Introduction

I have another website diving.anardil.net for the pictures I've taken while scuba diving around the Puget Sound, Canada, and South America. The site is really made up of 5 sub websites and hosts over 4,400 pictures!

For our purposes here, the interesting ones are:

Another side project of mine is poking around with matplotlib. In the project's own words:

Matplotlib is a comprehensive library for creating static, animated, and interactive visualizations in Python. Matplotlib makes easy things easy and hard things possible.

It really is an amazing library; once you have the basic pattern down, it does make it really easy to iterate visualizing data. It's what I'm using for sensors.anardil.net which shows temperature, humidity, and internet latency for my house.

Goal

Alright! We have a ton of pictures and a visualization library, what are we doing?

Even organized as the website pages are, it can be hard to get a sense of proportion between pages. There are a lot of nudibranchs, but are there more of those than of crabs? What about compared to anemones? Within the nudibranchs, what's most common?

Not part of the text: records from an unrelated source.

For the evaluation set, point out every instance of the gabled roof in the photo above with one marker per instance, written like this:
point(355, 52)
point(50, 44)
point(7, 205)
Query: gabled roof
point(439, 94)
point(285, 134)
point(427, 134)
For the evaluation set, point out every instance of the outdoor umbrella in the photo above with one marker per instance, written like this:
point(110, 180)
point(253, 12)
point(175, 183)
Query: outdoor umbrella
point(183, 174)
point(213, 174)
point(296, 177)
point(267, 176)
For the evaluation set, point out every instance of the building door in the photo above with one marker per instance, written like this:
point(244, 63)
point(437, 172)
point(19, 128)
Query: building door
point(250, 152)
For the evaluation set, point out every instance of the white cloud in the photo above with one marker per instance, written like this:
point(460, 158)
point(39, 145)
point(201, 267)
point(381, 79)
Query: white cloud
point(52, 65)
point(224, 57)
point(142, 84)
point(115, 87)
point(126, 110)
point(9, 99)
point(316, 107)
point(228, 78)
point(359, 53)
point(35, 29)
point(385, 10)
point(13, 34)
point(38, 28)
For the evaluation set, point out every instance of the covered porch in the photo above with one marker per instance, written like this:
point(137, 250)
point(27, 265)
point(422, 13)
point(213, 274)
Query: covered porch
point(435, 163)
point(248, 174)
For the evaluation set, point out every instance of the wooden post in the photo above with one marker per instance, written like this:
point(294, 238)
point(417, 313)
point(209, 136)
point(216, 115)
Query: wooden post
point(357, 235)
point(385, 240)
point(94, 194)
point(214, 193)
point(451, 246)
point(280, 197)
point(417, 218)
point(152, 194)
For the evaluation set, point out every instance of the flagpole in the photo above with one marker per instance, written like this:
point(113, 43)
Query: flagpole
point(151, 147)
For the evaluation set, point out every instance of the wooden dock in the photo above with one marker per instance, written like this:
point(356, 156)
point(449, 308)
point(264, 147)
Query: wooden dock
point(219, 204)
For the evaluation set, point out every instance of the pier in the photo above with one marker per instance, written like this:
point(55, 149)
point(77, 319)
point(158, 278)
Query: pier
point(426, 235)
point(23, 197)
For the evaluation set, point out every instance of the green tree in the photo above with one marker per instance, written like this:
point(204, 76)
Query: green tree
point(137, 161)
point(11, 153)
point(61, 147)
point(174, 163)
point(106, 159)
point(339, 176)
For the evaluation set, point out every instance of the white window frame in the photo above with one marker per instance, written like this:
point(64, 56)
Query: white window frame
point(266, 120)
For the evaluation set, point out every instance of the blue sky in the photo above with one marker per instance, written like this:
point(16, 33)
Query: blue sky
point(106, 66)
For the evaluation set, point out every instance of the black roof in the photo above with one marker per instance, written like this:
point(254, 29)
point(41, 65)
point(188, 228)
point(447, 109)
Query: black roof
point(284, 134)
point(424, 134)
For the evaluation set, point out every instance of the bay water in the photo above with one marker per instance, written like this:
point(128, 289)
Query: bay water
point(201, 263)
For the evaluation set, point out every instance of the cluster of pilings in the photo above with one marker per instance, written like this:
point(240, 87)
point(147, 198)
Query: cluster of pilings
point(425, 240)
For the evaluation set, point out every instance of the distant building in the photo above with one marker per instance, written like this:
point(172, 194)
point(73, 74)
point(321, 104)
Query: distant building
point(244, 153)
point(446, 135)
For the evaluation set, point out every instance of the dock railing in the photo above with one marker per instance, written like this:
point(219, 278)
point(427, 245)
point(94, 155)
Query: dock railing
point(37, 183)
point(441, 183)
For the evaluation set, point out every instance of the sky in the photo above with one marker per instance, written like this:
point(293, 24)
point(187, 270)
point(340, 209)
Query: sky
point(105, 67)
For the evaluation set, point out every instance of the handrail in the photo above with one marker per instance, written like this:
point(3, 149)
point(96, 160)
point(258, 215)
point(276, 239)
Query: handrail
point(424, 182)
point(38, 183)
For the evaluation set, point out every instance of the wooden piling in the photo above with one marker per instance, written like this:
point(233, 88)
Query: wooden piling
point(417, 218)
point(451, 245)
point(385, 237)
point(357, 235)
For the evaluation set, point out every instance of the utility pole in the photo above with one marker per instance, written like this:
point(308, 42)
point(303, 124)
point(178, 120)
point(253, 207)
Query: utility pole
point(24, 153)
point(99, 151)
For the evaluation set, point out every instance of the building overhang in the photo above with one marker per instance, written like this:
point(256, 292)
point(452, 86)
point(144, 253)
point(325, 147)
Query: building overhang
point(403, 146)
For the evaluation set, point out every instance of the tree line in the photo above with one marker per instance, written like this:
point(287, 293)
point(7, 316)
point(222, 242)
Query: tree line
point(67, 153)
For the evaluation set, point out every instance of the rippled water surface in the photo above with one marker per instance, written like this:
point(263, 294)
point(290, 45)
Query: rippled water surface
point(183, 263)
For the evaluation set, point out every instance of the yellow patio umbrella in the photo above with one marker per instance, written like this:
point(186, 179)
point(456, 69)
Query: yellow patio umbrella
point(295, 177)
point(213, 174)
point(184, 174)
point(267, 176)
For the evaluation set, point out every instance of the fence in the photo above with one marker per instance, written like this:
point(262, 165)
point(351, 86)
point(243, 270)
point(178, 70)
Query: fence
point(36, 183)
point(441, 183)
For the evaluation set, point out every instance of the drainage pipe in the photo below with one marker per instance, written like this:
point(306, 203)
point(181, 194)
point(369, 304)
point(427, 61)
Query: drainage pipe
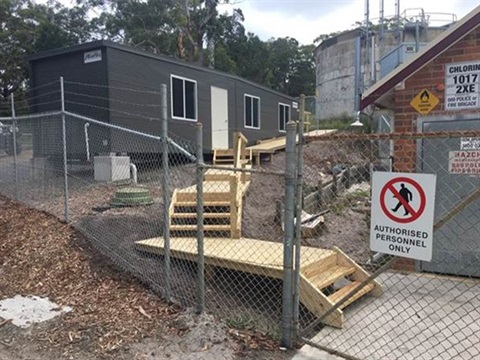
point(87, 141)
point(133, 173)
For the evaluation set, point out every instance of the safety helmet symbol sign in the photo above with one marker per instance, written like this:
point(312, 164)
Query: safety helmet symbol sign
point(403, 200)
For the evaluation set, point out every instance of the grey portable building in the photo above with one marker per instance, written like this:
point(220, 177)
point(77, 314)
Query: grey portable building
point(100, 79)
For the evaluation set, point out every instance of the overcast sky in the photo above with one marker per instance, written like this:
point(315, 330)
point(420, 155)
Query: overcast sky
point(305, 20)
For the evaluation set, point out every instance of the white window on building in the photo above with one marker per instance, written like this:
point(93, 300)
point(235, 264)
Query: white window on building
point(252, 112)
point(184, 98)
point(283, 116)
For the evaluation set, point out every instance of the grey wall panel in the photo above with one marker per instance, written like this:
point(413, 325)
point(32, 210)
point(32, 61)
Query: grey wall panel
point(79, 98)
point(127, 93)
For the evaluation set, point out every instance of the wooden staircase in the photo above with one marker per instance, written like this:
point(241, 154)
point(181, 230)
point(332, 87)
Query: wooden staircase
point(223, 192)
point(327, 281)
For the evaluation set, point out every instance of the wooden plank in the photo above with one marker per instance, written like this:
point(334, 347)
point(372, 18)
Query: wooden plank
point(360, 273)
point(234, 203)
point(246, 252)
point(331, 275)
point(320, 265)
point(340, 294)
point(205, 215)
point(206, 203)
point(315, 301)
point(171, 209)
point(205, 227)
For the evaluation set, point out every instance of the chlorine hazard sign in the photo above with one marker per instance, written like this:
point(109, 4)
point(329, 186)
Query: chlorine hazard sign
point(402, 214)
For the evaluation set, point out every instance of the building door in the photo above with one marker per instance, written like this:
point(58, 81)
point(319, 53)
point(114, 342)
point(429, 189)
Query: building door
point(456, 244)
point(219, 118)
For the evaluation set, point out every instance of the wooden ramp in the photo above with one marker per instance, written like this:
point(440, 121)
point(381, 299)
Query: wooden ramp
point(321, 269)
point(271, 146)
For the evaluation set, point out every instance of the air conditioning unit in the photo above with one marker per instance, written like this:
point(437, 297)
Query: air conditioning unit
point(111, 168)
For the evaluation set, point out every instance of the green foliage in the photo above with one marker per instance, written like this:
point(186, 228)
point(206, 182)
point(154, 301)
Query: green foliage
point(192, 30)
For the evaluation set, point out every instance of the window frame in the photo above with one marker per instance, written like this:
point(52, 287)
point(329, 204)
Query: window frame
point(280, 120)
point(252, 107)
point(183, 79)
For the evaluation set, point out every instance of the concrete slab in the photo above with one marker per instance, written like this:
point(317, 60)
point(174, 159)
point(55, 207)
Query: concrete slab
point(308, 352)
point(419, 316)
point(26, 310)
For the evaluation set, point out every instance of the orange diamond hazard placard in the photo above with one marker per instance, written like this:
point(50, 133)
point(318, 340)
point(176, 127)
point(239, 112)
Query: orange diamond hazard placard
point(402, 214)
point(424, 102)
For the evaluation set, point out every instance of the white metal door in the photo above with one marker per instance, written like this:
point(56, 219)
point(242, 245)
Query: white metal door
point(219, 118)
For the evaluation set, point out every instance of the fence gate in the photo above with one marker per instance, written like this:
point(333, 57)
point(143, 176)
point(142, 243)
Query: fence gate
point(457, 245)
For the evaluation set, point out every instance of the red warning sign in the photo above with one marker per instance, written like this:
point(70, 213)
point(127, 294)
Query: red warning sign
point(404, 190)
point(402, 214)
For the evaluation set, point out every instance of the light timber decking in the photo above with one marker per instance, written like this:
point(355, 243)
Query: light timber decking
point(270, 146)
point(320, 268)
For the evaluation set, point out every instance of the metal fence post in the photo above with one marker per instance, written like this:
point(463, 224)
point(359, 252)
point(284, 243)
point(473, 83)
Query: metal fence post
point(287, 301)
point(165, 188)
point(64, 143)
point(298, 223)
point(14, 139)
point(200, 231)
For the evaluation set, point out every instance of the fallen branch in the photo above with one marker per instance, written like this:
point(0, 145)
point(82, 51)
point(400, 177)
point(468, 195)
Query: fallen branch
point(5, 322)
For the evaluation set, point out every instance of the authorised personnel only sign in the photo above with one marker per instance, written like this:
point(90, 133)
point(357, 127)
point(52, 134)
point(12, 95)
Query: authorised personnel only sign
point(402, 214)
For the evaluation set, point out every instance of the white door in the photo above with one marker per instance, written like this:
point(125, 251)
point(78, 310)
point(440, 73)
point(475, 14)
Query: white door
point(219, 118)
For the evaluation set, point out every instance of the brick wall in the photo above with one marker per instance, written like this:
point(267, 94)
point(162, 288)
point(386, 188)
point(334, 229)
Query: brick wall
point(429, 77)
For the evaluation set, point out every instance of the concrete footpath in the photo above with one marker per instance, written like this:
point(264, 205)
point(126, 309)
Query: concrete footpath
point(419, 316)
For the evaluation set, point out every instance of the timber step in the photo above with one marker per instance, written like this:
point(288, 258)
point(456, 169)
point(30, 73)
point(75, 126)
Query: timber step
point(208, 219)
point(340, 294)
point(206, 203)
point(194, 227)
point(205, 215)
point(331, 275)
point(208, 207)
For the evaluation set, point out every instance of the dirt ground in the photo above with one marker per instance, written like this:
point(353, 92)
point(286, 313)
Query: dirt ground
point(114, 315)
point(105, 289)
point(344, 227)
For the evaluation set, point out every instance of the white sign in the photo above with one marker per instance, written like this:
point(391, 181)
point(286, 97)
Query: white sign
point(462, 90)
point(92, 56)
point(464, 162)
point(470, 144)
point(402, 214)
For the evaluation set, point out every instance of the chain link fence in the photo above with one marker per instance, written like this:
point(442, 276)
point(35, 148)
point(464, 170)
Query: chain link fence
point(283, 247)
point(408, 309)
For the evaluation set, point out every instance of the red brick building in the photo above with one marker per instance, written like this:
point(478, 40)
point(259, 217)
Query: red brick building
point(439, 89)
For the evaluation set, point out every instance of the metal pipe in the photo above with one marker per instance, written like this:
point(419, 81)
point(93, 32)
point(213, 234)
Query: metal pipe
point(101, 123)
point(367, 37)
point(298, 222)
point(382, 27)
point(358, 73)
point(165, 189)
point(87, 142)
point(133, 173)
point(287, 300)
point(33, 116)
point(373, 70)
point(200, 230)
point(64, 143)
point(14, 139)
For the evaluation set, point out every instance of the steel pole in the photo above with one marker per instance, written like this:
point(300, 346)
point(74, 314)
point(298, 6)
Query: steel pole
point(165, 189)
point(298, 223)
point(287, 300)
point(200, 230)
point(14, 139)
point(64, 143)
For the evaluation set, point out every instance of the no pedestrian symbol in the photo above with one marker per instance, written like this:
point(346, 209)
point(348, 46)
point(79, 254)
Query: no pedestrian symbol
point(402, 214)
point(403, 190)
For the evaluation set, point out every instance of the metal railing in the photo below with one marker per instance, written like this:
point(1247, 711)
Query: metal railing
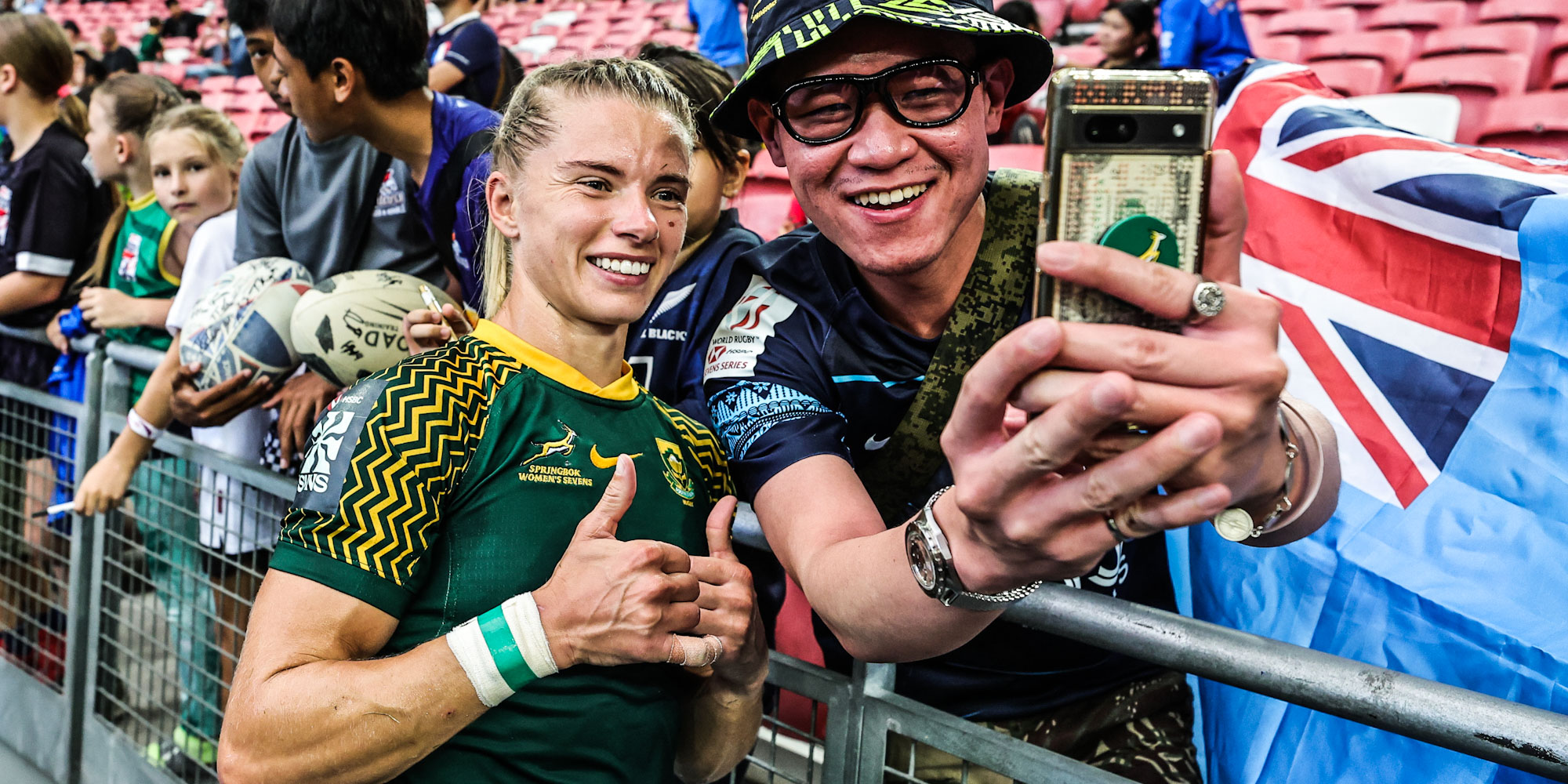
point(129, 625)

And most importantly, I'd like to answer these questions with easy to understand visualizations rather than numbers in a spreadsheet or terminal.

Looking at the data

I'll be working with the pictures directly on my file system rather than scraping my own website 🙂, but that would work too. The source code that generates diving.anardil.net has utilities to parse the folders and images into two main hierarchies: common names (octopus, fish, etc) and scientific names (Octopoda, Actinopterygii, etc). By hierarchy, I mean that the source code organizes the pictures into a tree by name.

For instance, 2020-05-30 Rockaway Beach/012 - Juvenile Copper Rockfish.jpg gets fit into the following tree:

The website and source code use the same tree representation. Let's start with the common names since they're a bit easier to eyeball and know what you're looking at.

>>> import collection
>>> tree = collection.go()
>>>
>>> type(tree)
<class 'dict'>
>>>
>>> tree.keys()
dict_keys(['shrimp', 'unknown', 'worm', 'eel', 'nudibranch', 'crab', 'fish',
'bryozoan', 'anemone', 'urchin', 'sponge', 'shark', 'star', 'egg', 'coral',
'wreck', 'limpet', 'chiton', 'octopus', 'tunicate', 'barnacle', 'hydroid',
'algae', 'lobster', 'diver', 'jelly', 'snail', 'ray', 'clam', 'scallop',
'shell', 'sea cucumber', 'dive site', 'sea turtle', 'bottlenose dolphin',
'marine iguana'])
>>>
>>> tree['crab'].keys()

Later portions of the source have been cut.